48 What have we learned? How do we know that vast numbers of comets reside in the Oort cloud and Kuiper belt? Analysis of orbits shows where comets in the inner Solar System have come from. Based on the number of comets seen in the inner Solar System and the relatively short times during which comets can survive in the inner Solar System, we conclude that the Oort cloud and Kuiper belt must contain enormous numbers of comets. Why don’t Pluto and Neptune collide? A stable orbital resonance ensures that Pluto always remains a safe distance from Neptune, even though it is sometimes closer to the Sun than Neptune.
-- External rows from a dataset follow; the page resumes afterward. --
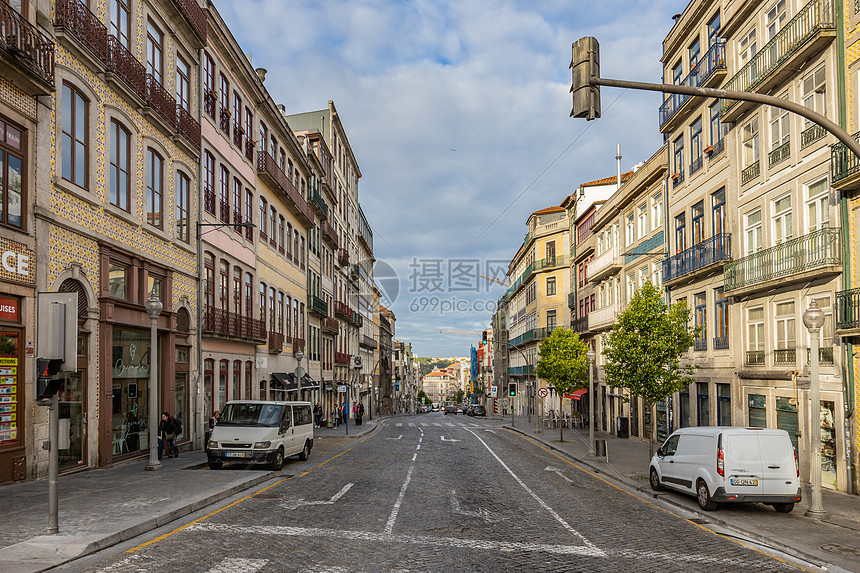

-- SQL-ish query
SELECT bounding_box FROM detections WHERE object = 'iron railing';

[723,228,842,292]
[660,40,726,128]
[720,0,835,116]
[767,141,791,167]
[830,131,860,183]
[836,288,860,330]
[663,233,732,281]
49 What have we learned? What is surprising about Pluto’s density, and how might it have come to be? It is slightly higher than expected for material that condensed in the outer Solar System. It may be the result of a giant impact the blasted away Pluto’s low-density outer layers and led to the formation of its moon, Charon. Why do we think Pluto is a Kuiper belt comet? Both its composition and orbit are more similar to Kuiper belt comets than to other planets. Even its size is not that much bigger than other known Kuiper belt comets, and it is smaller than one object that almost certainly once roamed the Kuiper belt –Neptune’s moon Triton.

50 What have we learned? What happened to Jupiter in 1994?
It was struck by a string of nuclei that were all fragments of comet Shoemaker-Levy 9. Such impacts probably occur on Jupiter only once every 1,000 years, on average. How often do small particles impact Earth? Constantly – an estimated 25 million small particles create meteors each day. Even more hit the Earth during meteor showers.

51 What have we learned? Why do we think the dinosaurs were driven extinct by an impact? Careful analysis of sediments from the time of the dinosaurs’ demise shows evidence of a major impact. An impact crater has been found, and we have a plausible scenario to describe how the impact led to the mass extinction. Do future impacts pose a real threat to our civilization? The probability of a major impact in our lifetimes is very low, but not zero. The threat is still being assessed.